Laughter is a cosmic conveyance of two truths: The universe is benign, and we should lighten up. Consider calamities.
One day, you're in an overpriced, walk-in closet passing for an apartment in the Bay Area when an earthquake changes your plans. You're a recent arrival from Kansas, and this is your inaugural quake. You freak. You think you're going to die. Your heart races as you try to avoid panic and execute the survival tips you hope you memorized.
Five years later, you're sitting around a table with a group of friends, wonderful food and some great wine, telling the story of your first experience with Northern California's tectonic plates. You laugh along with everyone and realize over time, and with the telling of your tale, that what you believed was imminent death has become a funny story.
With the possible exception of the most uptight, self-righteous and sickeningly serious people, most folks can look back on life's less glorious moments and find humor. It's these precious moments that often provide material for stories we share.
Sal and Gloria are decades-long Tucson residents. As time goes by, Gloria's appreciation of antiques leads to some informal buying and selling. Sometimes, the buying outpaces the selling, so one room in their home houses many boxes full of assorted oldies-but-goodies--and at least one unwanted guest.
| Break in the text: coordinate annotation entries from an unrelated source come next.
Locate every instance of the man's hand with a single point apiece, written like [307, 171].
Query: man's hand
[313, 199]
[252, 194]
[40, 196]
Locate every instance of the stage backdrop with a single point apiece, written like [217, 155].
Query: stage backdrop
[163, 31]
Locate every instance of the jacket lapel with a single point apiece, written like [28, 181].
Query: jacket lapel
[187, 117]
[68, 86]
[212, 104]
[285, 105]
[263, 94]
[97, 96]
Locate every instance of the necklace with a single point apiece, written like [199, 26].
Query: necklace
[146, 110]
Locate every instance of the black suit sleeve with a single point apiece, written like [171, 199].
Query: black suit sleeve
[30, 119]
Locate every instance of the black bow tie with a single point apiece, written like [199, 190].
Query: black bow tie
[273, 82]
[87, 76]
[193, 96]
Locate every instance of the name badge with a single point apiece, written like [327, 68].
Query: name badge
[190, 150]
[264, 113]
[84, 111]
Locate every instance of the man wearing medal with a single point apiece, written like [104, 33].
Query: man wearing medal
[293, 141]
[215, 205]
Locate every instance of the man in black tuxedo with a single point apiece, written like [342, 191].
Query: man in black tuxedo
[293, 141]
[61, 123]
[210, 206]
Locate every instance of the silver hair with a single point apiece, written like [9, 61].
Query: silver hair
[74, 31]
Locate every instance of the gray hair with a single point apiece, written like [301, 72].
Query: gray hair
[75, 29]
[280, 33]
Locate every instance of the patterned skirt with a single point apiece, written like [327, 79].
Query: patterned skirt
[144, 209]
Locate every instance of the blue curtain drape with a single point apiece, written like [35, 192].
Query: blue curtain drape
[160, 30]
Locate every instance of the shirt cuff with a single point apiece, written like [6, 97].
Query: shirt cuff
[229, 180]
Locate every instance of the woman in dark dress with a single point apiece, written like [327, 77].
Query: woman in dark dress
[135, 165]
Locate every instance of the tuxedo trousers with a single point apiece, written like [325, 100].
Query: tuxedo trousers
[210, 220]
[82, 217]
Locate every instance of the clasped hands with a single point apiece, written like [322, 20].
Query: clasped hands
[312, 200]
When they call their local fire department to report a rattler in their midst, they expect (or hope) someone will show up, snag the snake and return it to a remote part of the desert. Not a problem; just one question: Where's the snake?
People who are about to rescue you from a rattler's potential wrath don't want to hear that you're not quite certain where it's located, but one thing you know for sure: It's in a room with dozens of boxes, and the last time you saw it, the snake was slithering behind several of them.
At last report, Sal and Gloria are confining themselves to the room's perimeter.
While snakes snare more than their fair share of bad press, a casual act can turn an otherwise ordinary evening into a personal horror show.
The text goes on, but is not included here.